Centre for Brain Development and Repair, Institute for Stem Cell Biology and Regenerative Medicine, Bangalore, 560065, India.
The University of Trans-Displinary Health Sciences and Technology, Bangalore, 560064, India.
Mol Autism. 2020 Jun 19;11(1):52. doi: 10.1186/s13229-020-00351-4.
Fragile X syndrome (FXS), a neurodevelopmental disorder, is a leading monogenetic cause of intellectual disability and autism spectrum disorder. Notwithstanding the extensive studies using rodent and other pre-clinical models of FXS, which have provided detailed mechanistic insights into the pathophysiology of this disorder, it is only relatively recently that human stem cell-derived neurons have been employed as a model system to further our understanding of the pathophysiological events that may underlie FXS. Our study assesses the physiological properties of human pluripotent stem cell-derived cortical neurons lacking fragile X mental retardation protein (FMRP).
Electrophysiological whole-cell voltage- and current-clamp recordings were performed on two control and three FXS patient lines of human cortical neurons derived from induced pluripotent stem cells. In addition, we also describe the properties of an isogenic pair of lines in one of which FMR1 gene expression has been silenced.

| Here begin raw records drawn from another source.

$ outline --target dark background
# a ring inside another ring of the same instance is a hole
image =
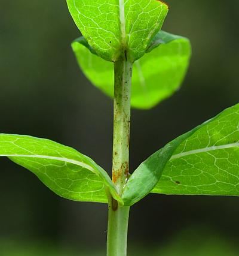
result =
[[[171,98],[149,111],[132,110],[131,171],[168,141],[239,101],[239,1],[167,2],[163,29],[191,39],[191,64]],[[110,170],[112,102],[78,68],[70,44],[79,32],[66,1],[0,3],[0,132],[50,138]],[[59,198],[5,158],[0,171],[0,240],[104,248],[106,205]],[[188,228],[192,237],[204,230],[192,243],[211,233],[237,241],[238,216],[238,198],[150,195],[131,208],[129,246],[161,246]]]

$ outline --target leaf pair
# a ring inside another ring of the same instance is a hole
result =
[[[124,52],[134,62],[132,107],[150,109],[179,89],[191,45],[185,38],[160,31],[166,4],[157,0],[68,0],[68,4],[84,37],[73,41],[72,49],[97,88],[113,97],[112,62]]]
[[[149,192],[239,195],[239,104],[167,144],[141,164],[120,198],[92,159],[49,140],[0,134],[0,156],[27,168],[61,197],[125,206]]]

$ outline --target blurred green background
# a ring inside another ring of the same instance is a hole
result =
[[[173,97],[133,110],[131,171],[239,102],[239,1],[167,2],[163,29],[191,38],[191,64]],[[65,1],[1,0],[0,132],[56,140],[110,171],[112,102],[79,70],[70,47],[79,35]],[[106,205],[59,198],[6,159],[0,170],[0,255],[104,255]],[[130,255],[238,255],[238,198],[150,195],[131,210]]]

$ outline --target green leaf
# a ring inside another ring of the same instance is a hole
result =
[[[156,0],[67,0],[69,10],[87,42],[106,61],[126,50],[132,61],[145,52],[168,11]]]
[[[195,129],[179,145],[152,192],[239,195],[239,104]]]
[[[139,166],[124,189],[122,195],[124,205],[131,206],[152,191],[160,179],[174,150],[188,135],[186,134],[179,137],[154,153]]]
[[[62,197],[108,203],[107,187],[122,202],[107,173],[71,147],[44,138],[0,134],[0,156],[29,170]]]
[[[141,164],[126,184],[124,205],[133,204],[151,191],[239,195],[238,146],[237,104],[173,140]]]
[[[91,54],[93,50],[82,37],[73,41],[72,46],[86,77],[113,97],[113,64]],[[141,109],[154,107],[179,89],[191,50],[188,39],[160,31],[151,41],[147,52],[133,64],[131,106]]]

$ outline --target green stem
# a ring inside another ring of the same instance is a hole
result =
[[[115,62],[112,181],[120,195],[129,176],[130,92],[132,64],[124,54]],[[109,197],[108,256],[126,256],[129,207]]]

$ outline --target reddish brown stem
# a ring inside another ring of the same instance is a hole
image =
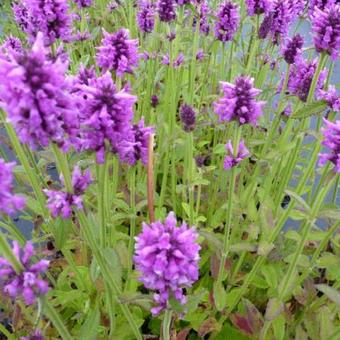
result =
[[[148,142],[148,209],[149,209],[149,219],[150,223],[155,221],[155,211],[153,204],[153,143],[154,143],[154,134],[149,136]]]

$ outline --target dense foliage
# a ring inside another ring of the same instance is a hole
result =
[[[338,1],[2,9],[1,338],[340,338]]]

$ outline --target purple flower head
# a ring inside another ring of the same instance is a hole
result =
[[[287,64],[295,63],[296,58],[301,54],[302,46],[303,38],[300,34],[296,34],[292,39],[288,39],[288,42],[283,50],[283,58]]]
[[[244,145],[244,141],[241,140],[238,145],[238,149],[234,152],[234,148],[231,144],[231,140],[225,146],[227,150],[227,156],[224,158],[224,169],[229,170],[234,166],[240,164],[245,158],[249,156],[249,151]]]
[[[238,77],[235,85],[220,82],[223,97],[214,103],[215,113],[220,122],[236,120],[240,125],[257,125],[257,119],[262,115],[263,101],[255,101],[255,97],[261,93],[253,87],[254,80],[248,77]]]
[[[32,148],[50,142],[67,148],[78,131],[78,114],[65,79],[67,63],[47,58],[39,34],[31,51],[0,58],[0,105],[20,141]]]
[[[138,160],[142,164],[148,164],[148,141],[154,132],[152,127],[144,126],[144,118],[138,124],[132,126],[129,136],[118,146],[118,154],[123,162],[134,165]]]
[[[196,27],[197,22],[200,25],[200,32],[203,34],[209,34],[210,25],[208,23],[208,15],[210,13],[209,6],[206,0],[202,0],[199,5],[197,5],[198,16],[193,18],[193,26]]]
[[[8,215],[25,207],[25,199],[13,194],[13,168],[15,163],[5,163],[0,158],[0,213]]]
[[[92,0],[73,0],[78,8],[91,7]]]
[[[49,290],[48,283],[41,278],[48,269],[49,261],[40,260],[34,263],[35,252],[30,242],[21,250],[19,243],[13,241],[12,249],[23,269],[17,273],[8,260],[0,257],[0,286],[4,294],[13,299],[22,296],[26,305],[32,305],[39,295],[44,295]]]
[[[117,91],[109,72],[88,79],[88,85],[78,85],[78,91],[82,106],[81,149],[95,151],[97,162],[103,163],[106,142],[116,153],[119,143],[131,132],[137,97],[125,89]]]
[[[317,52],[325,52],[333,60],[337,59],[340,54],[340,4],[326,7],[323,11],[316,7],[312,31]]]
[[[45,45],[56,39],[68,41],[71,36],[71,18],[66,0],[21,0],[13,5],[14,16],[21,29],[33,42],[42,32]]]
[[[301,58],[291,67],[287,89],[303,102],[308,98],[317,63],[317,59],[308,62]],[[316,92],[322,89],[326,76],[327,71],[323,70],[317,82]]]
[[[196,125],[196,112],[187,104],[183,104],[180,109],[180,118],[183,124],[183,129],[186,132],[193,131]]]
[[[61,178],[64,183],[64,179]],[[72,193],[57,190],[44,190],[47,196],[47,207],[51,212],[52,217],[61,216],[64,219],[70,218],[72,215],[72,208],[83,209],[82,195],[85,193],[87,187],[92,183],[90,170],[81,173],[78,166],[73,170],[72,174]]]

Neurons lacking FMRP displayed bursts of spontaneous action potential firing that were more frequent but shorter in duration compared to those recorded from neurons expressing FMRP. Inhibition of large conductance Ca-activated K currents and the persistent Na current in control neurons phenocopies action potential bursting observed in neurons lacking FMRP, while in neurons lacking FMRP pharmacological potentiation of voltage-dependent Na channels phenocopies action potential bursting observed in control neurons. Notwithstanding the changes in spontaneous action potential firing, we did not observe any differences in the intrinsic properties of neurons in any of the lines examined. Moreover, we did not detect any differences in the properties of miniature excitatory postsynaptic currents in any of the lines.
Pharmacological manipulations can alter the action potential burst profiles in both control and FMRP-null human cortical neurons, making them appear like their genetic counterpart. Our studies indicate that FMRP targets that have been found in rodent models of FXS are also potential targets in a human-based model system, and we suggest potential mechanisms by which activity is altered.
脆性 X 综合征(FXS)是一种神经发育障碍,是智力障碍和自闭症谱系障碍的主要单基因病因。尽管使用啮齿动物和其他 FXS 临床前模型进行了广泛的研究,这些研究为该疾病的病理生理学提供了详细的机制见解,但直到最近,人类干细胞衍生的神经元才被用作模型系统,以进一步了解可能导致 FXS 的病理生理事件。我们的研究评估了缺乏脆性 X 智力低下蛋白(FMRP)的人类多能干细胞衍生皮质神经元的生理特性。
对源自诱导多能干细胞的两个对照和三个 FXS 患者系的人类皮质神经元进行电生理学全细胞电压和电流钳记录。此外,我们还描述了其中一条线的一对同基因系的特性,其中 FMR1 基因表达已被沉默。
缺乏 FMRP 的神经元显示自发动作电位爆发的爆发更频繁,但持续时间更短与表达 FMRP 的神经元记录的相比。在对照神经元中抑制大电导钙激活的钾电流和持续的钠电流可模拟缺乏 FMRP 的神经元中观察到的动作电位爆发,而在缺乏 FMRP 的神经元中,电压依赖性钠通道的药理学增强可模拟在对照神经元中观察到的动作电位爆发。尽管自发动作电位爆发发生变化,但我们在检查的任何系中均未观察到神经元固有特性的任何差异。此外,我们没有在任何系中检测到微小兴奋性突触后电流的任何差异。
药理学处理可以改变对照和 FMRP 缺失的人类皮质神经元中的动作电位爆发谱,使它们看起来与其遗传对应物相似。我们的研究表明,在 FXS 啮齿动物模型中发现的 FMRP 靶标也是基于人类的模型系统中的潜在靶标,我们提出了改变活性的潜在机制。